On arrival everyone was welcomed by the Chairman of the KC Field Trials Committee. It had taken about 15 minutes to drive form the main House up to the Gundog event, but then we all got back in our vehicles and drove another 10 minutes up to the moor (What wouldn’t I give for a “back garden” as huge as that!!!)The tasks set for the first part of the assessment were (one dog at a time) :
- Hunt-up over excessively rough and tussocky moorland (heather, new bracken, tall white grass tussocks and bog!)
- Recall to handler
- Mark with pistol shot.
This was the part of the assessment for judging the spaniel and/or HPR attributes as far as I could tell.
We all then move to a slightly easier piece of terrain … grass, bracken and heather, but not tussocky.
Two dogs at a time time were called forward and were sat up each side of the ‘organiser’. They were allowed to be on the lead. Three dummies were thrown out into the area by a thrower ‘hiding’ in the corner of a spinny about 35-40yds down the slope. The handlers were told that these were ‘marks’ but this wasn’t really so of course, as the second one was not really a ‘mark’ but a ‘go-back’. It wasn’t explained why three dummies were thrown out for two dogs! One handler sent his/her dog and the second had to wait until the first dog returned with the dummy (or not!) to send his/her dog. Some ‘second dogs’ had to wait quite a while!
After this stage of the assessment up on the moor everyone drove back down to the HQ tent for lunch, chat and discussion. The entry to the field was fun (if you had 4×4!!) as it was about a foot deep in thick slushy mud! Going in was OK but coming out, up hill, was very dodgy sliding about as the gate posts were very substantial ones made of stone!! Not a venue for the car-proud or the 2×2!!
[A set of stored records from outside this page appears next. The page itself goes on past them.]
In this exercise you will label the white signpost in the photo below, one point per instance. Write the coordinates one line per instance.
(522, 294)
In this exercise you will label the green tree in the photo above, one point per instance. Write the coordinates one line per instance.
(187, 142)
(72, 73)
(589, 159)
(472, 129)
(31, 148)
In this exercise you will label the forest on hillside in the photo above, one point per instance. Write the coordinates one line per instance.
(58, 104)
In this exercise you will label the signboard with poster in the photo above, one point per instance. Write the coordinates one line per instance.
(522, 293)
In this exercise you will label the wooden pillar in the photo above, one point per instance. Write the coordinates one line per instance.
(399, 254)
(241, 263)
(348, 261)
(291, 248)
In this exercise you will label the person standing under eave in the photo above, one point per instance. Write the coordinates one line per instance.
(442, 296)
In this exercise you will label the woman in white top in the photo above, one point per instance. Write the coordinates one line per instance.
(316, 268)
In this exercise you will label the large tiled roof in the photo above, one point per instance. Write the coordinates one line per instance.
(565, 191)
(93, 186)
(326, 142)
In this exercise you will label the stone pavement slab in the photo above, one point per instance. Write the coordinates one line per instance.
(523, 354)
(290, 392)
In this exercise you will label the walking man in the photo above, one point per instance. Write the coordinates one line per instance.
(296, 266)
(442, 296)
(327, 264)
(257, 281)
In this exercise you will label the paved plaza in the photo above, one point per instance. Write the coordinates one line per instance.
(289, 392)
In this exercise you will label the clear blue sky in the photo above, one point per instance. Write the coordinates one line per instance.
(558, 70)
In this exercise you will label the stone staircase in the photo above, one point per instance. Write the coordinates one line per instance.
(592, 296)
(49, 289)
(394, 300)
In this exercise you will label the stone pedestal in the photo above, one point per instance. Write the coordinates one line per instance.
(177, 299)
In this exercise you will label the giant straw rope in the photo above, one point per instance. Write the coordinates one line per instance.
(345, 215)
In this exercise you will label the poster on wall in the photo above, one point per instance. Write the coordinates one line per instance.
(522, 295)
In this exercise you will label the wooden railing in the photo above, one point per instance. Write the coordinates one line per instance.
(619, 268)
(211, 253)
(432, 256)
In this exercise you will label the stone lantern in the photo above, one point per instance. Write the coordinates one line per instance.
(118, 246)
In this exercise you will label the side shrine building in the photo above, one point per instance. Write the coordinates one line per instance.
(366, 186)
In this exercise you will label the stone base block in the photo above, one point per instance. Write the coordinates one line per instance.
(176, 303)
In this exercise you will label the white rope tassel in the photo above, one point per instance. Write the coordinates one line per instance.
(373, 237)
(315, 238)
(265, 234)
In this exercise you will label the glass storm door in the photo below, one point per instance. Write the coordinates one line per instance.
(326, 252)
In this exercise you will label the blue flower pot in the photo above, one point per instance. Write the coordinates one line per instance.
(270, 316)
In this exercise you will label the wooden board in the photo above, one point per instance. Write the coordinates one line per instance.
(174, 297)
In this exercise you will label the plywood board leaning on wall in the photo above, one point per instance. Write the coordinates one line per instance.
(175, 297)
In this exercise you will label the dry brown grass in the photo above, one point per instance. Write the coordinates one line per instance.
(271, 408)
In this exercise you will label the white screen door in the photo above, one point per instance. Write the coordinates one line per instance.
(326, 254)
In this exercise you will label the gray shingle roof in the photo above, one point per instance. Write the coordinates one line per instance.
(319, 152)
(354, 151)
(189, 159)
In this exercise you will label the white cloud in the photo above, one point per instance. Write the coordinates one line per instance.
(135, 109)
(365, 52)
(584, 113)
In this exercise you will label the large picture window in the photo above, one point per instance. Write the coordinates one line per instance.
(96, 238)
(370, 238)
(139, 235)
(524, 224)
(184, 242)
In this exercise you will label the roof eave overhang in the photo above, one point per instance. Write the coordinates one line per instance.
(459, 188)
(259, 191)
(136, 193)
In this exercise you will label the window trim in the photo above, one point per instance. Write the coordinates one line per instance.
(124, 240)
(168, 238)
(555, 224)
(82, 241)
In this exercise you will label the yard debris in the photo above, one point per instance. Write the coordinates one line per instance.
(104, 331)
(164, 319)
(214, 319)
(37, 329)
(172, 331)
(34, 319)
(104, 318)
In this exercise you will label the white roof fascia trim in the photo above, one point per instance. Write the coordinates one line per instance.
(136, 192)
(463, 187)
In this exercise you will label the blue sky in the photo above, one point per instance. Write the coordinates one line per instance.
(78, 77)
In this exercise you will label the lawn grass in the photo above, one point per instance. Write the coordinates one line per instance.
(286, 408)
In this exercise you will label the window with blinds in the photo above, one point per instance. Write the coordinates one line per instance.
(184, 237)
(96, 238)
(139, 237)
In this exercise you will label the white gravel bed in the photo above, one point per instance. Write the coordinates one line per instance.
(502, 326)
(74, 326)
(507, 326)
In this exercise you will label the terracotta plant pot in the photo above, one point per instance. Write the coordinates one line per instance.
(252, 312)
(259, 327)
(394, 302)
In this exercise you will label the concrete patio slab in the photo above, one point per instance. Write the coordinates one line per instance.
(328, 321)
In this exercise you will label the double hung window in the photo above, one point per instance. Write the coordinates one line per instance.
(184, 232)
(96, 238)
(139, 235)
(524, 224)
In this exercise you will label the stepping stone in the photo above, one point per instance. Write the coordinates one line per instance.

The morning session had taken far longer than expected (due to various reasons I won’t go into!) so sadly I was unable stay for rest of the afternoon as I had over a three hour journey ahead of me. However after lunch, the dogs were assessed on water retrieves which, I understand, were impressive …. no surprise there then!!!
It was a great day in a fabulous venue and I thoroughly enjoyed meeting a group of friendly and welcoming people. I learnt quite a lot more about the breeds and found everyone very willing to talk about their breed and their dog(s). Well done to all those dedicated SWD and Lagotto Romagnolo owners who are determined to keep their breeds in the Gundog Group. Only by getting out there and working our (minority breed) gundogs in the field will we be justified in demanding they be included in the Gundog Group. It will be interesting to see in which of the gun dog sub-groups these two breeds will be placed. Watch this space!!
This also applies to the barbet of course, which is why I was interested in attending the day, and should be borne in mind for the future.
NOW is the time that barbet ‘breeders’ and owners should be training their barbets in gundog work even if they do not want to go on a shoot. In my opinion there should be a decision (ahead of any application for breed recognition) on which sub-group the barbet should be placed in. If this decision is not taken, a similar day to the one I witnessed might be needed and the barbet might end up like the Kooikerhondje, and no longer be classified as a Gundog. Surely we owe the barbet more than that? If not, nobody has any business promoting the barbet as a working gundog which continues to happen at the moment in spite of the tiny number of barbets actually trained as working gundogs!!!